Yang saya maksud adalah tempat-tempat lain, seperti lokasi kafe UNO, co-working space, kawasan Kemang, dan
Grand Indonesia. Lalu, kosan Jenny yang ada di suatu gang yang mulutnya dekat
dengan minimarket di kawasan Cilandak. Latar itu makin hidup dengan
komentar-komentar para tokohnya akan keadaan kota Jakarta yang diletakkan pada
adegan yang relevan. Mulai dari trotoar yang tidak bisa dipakai jalan kaki
karena digunakan tukang sate, pembangunan jalan layang yang entah kapan
beresnya, dan tentu saja kemacetan. Saya tidak ingat kapan terakhir kali
menikmati latar cerita sebagai sesuatu yang bisa berdiri sendiri. Jadi saya
menganggap sensasi ini sebagai suatu nilai tambah.
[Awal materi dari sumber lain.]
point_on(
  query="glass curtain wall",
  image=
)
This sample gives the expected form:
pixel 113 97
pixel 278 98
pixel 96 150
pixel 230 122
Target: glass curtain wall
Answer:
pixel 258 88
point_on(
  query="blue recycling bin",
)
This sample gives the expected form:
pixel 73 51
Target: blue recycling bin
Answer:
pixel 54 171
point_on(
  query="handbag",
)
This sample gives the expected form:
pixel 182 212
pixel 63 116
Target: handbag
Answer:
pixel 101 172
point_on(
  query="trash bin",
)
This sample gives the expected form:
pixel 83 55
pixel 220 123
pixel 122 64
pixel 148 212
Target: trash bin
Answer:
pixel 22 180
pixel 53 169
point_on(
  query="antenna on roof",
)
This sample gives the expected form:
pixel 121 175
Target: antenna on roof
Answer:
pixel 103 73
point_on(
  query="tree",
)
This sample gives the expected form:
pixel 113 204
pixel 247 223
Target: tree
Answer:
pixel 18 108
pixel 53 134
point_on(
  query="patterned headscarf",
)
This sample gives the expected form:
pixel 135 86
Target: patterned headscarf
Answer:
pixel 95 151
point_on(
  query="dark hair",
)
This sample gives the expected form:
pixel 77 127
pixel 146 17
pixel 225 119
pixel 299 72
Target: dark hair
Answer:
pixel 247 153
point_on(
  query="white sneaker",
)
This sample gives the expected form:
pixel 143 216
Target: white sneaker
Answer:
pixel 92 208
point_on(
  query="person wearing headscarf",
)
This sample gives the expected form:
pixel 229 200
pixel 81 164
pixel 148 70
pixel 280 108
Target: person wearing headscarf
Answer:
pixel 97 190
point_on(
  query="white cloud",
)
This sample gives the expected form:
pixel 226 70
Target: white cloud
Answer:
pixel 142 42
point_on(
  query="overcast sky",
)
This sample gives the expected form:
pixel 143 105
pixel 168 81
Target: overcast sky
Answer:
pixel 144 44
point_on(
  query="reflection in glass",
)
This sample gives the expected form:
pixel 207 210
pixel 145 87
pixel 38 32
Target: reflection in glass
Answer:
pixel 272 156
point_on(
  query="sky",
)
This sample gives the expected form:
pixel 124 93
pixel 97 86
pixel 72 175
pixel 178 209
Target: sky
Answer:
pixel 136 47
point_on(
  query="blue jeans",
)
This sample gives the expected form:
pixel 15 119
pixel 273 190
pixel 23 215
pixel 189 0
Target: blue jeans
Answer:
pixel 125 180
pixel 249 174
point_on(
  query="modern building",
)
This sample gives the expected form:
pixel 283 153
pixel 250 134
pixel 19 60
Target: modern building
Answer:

Kedua, adegan ciye-ciye alias adegan goda-goda romantis.
Adegan semacam ini bertaburan dalam Elegi
Rinaldo. Lihat saja ledekan antara Rinaldo dan Jenny di kafe UNO setelah
malam sebelumnya mereka berciuman karena terbawa suasana. Ada yang jadi ceria
‘gitu. Lihat juga obrolan mereka setelah Jenny mengunggah foto Rinaldo di
Instagram dan memberi keterangan berisi ledekan atas keseriusan ekspresinya.
Adegan-adegan semacam itu membuat tokoh-tokoh itu lebih terasa seperti orang
sungguhan yang tidak melulu memikirkan traumanya atau terlilit gairah cinta
yang sengit. Selain itu, tentu saja adegan semacam itu menjadi penyegar bagi
alur. Saya jadi penasaran dengan adegan-adegan serupa dalam karya-karya lain.
Mungkin saya bisa membuat artikel “7 novel dengan adegan goda-goda romantis
terciye” atau semacamnya.
Ketiga, benda sebagai unsur penguat identitas tokoh. Dalam
kasus Elegi Rinaldo, kebanyakan benda
tersebut adalah makanan. Roti adalah benda yang amat mengingatkan Rinaldo pada
kejengkelannya terhadap ibunya. Gara-gara roti Rinaldo dan Jenny berseteru.
Sate pinggir jalan menunjukkan sisi Rinaldo sebagai fotografer makanan yang
suka berburu makanan kaki lima. Lalu, rawon hangat di tengah cuaca dingin yang
turut andil menghangatkan hubungan Rinaldo dan Jenny. Lalu banyak lagi makanan
lain yang dibahas dalam buku ini. Cukup menyegarkan membaca bagaimana cerita
difokuskan pada suatu makanan lalu makanan itu dijadikan titik pijak untuk
mengembangkan cerita atau menggali tokoh lebih dalam.
Tiga hal ini memberi saya pengalaman membaca yang dalam
beberapa buku terakhir tidak saya temui. Dan bukankah menyadari suatu aspek
dalam kegiatan membaca yang jarang diperhatikan adalah hal yang membahagiakan
bagi para pembaca? Atas dasar itulah saya berterima kasih pada Elegi Rinaldo. Saya akan berterima kasih
dengan cara membaca karya-karya Bernard Batubara yang lain.